Apparatus for sound conversion with an acoustic filter

1. An Apparatus for sound conversion, wherein the apparatus comprises a sound channel and a sound transducer coupled to the sound channel, wherein the apparatus comprises an acoustic low-pass filter arranged in the sound channel, wherein the acoustic low-pass filter divides a volume of the sound channel occupied by the acoustic low-pass filter into a first partial volume and at least one second partial volume, wherein the first partial volume and the at least one second partial volume are coupled via at least one slit, wherein the at least one slit expands along the sound channel in a sound propagation direction; wherein the first partial volume is completely surrounded by the at least one second partial volume, wherein the at least one slit enables a reduction of an acoustic speed in a treble tone range due to thermoviscous losses in a filter sound channel thereby providing a low-pass effect, wherein the low-pass effect results from lower frequencies passing through the filter sound channel in an unfiltered manner since a boundary layer thickness is larger than the slits for lower frequencies.

2. The Apparatus according to claim 1, wherein the apparatus comprises a micro-perforated plate arranged in the sound channel between the sound transducer and the acoustic low-pass filter.

3. The Apparatus according to claim 1, wherein the at least one second partial volume is coupled to the sound transducer exclusively via the first partial volume.

4. The Apparatus according to claim 1, wherein the first partial volume is concentrically surrounded by the at least one second partial volume.

5. The Apparatus according to claim 1, wherein the first partial volume is an internal partial volume, wherein the at least one second partial volume is at least an external partial volume.

6. The Apparatus according to claim 5, wherein the internal partial volume and the at least one external partial volume is coupled via a plurality of slits, wherein the plurality of slits is arranged symmetrically with respect to a rotation axis of the sound channel.

7. The Apparatus according to claim 2, wherein the micro-perforated plate is tuned to the sound transducer.

8. The Apparatus according to claim 2, wherein the micro-perforated plate is configured to damp an acoustic treble/mid tone range.

9. The Apparatus according to claim 2, wherein the micro-perforated plate is configured to shift sound energy into a target frequency range.

10. The Apparatus according to claim 1, wherein the sound channel is rotationally symmetrical.

11. The Apparatus according to claim 1, wherein the sound channel is a first sound channel coupled to a first side of the sound transducer, wherein the apparatus comprises a second sound channel coupled to a second side of the sound transducer, opposite to the first side.

12. The Apparatus according to claim 11, wherein the second sound channel is cylindrical.

13. The Apparatus according to claim 1, wherein the sound transducer is a loudspeaker or a microphone.

14. The Apparatus according to claim 1, wherein the apparatus is an auditory canal phone, a smart headphone/earphone, a hearing aid, a loudspeaker, or a microphone.

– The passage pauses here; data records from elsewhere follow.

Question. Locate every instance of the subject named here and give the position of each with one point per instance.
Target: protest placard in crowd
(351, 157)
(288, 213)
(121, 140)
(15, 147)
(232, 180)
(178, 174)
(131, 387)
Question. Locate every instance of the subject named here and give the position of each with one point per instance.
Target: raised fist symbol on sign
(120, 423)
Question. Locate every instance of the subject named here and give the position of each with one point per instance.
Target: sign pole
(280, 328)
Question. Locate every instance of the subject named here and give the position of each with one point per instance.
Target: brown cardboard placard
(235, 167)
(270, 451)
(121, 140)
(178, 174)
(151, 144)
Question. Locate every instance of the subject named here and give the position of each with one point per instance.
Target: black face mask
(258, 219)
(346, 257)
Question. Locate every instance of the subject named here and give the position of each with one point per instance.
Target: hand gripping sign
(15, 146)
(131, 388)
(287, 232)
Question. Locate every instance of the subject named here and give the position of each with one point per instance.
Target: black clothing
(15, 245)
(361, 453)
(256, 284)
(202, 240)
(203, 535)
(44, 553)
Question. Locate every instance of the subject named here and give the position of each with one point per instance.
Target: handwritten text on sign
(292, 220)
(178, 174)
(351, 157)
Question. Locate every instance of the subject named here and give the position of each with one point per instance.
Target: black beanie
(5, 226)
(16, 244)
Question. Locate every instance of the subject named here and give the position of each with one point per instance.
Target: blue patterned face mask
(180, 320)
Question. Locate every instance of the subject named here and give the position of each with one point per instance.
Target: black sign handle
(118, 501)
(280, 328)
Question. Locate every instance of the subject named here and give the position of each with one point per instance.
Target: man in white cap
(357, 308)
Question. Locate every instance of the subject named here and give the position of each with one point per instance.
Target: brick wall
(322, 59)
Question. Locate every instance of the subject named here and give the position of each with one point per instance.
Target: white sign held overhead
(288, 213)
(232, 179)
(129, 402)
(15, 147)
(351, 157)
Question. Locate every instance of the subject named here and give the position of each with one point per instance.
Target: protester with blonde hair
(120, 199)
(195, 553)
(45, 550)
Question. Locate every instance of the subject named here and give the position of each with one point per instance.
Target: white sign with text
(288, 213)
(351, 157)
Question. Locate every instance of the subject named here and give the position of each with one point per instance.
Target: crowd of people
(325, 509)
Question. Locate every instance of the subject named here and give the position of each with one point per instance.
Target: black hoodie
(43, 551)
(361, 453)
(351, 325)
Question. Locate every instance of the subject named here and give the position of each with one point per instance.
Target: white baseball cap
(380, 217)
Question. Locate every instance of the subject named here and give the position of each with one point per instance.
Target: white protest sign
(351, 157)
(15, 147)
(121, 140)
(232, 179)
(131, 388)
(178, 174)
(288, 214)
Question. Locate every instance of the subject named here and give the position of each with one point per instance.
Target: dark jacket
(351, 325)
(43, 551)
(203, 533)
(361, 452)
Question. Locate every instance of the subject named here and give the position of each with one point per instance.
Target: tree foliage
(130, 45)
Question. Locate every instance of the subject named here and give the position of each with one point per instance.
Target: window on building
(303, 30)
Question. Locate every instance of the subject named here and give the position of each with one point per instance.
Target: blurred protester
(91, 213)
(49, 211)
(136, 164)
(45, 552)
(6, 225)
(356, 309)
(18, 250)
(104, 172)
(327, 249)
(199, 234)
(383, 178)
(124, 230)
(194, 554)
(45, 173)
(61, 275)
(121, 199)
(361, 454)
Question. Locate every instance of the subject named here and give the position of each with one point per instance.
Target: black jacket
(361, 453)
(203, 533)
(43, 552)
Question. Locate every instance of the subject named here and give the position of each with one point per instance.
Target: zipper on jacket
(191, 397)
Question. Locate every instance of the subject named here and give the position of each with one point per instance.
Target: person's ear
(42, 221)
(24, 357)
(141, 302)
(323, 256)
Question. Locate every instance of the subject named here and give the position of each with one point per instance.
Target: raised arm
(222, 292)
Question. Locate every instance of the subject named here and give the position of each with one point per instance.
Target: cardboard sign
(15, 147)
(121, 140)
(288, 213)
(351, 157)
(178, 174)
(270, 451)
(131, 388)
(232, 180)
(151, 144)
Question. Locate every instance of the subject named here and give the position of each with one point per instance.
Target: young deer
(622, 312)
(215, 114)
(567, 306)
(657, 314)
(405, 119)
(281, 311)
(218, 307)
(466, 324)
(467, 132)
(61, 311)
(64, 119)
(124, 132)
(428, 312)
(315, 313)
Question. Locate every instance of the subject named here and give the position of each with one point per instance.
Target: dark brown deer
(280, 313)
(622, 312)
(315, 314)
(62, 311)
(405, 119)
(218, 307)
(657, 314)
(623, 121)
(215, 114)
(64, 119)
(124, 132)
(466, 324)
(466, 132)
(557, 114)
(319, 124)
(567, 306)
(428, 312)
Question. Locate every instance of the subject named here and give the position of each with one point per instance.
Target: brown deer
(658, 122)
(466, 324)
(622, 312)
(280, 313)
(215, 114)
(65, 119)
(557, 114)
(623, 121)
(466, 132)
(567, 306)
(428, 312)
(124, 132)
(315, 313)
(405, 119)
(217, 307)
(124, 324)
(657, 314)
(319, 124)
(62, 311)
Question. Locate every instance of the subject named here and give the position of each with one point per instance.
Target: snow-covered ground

15. The Apparatus according to claim 1, wherein the sound transducer is an MEMS sound transducer.

16. The Apparatus for adjusting the acoustic impedance of a sound transducer, wherein the apparatus for adjusting the acoustic impedance is configured to divide a volume occupied by the apparatus for adjusting the acoustic impedance into a first partial volume and at least one second partial volume, wherein the first partial volume and the at least one second partial volume are coupled via at least one slit so that the apparatus for adjusting the acoustic impedance comprises a low-pass character, wherein the at least one slit expands along a sound channel in sound propagation direction, wherein the first partial volume is surrounded by the at least one second partial volume, wherein the at least one slit enables a reduction of an acoustic speed in a treble tone range due to thermoviscous losses in a filter sound channel thereby providing a low-pass effect, wherein the low-pass effect results from lower frequencies passing through the filter sound channel in an unfiltered manner since a boundary layer thickness is larger than the slits for lower frequencies.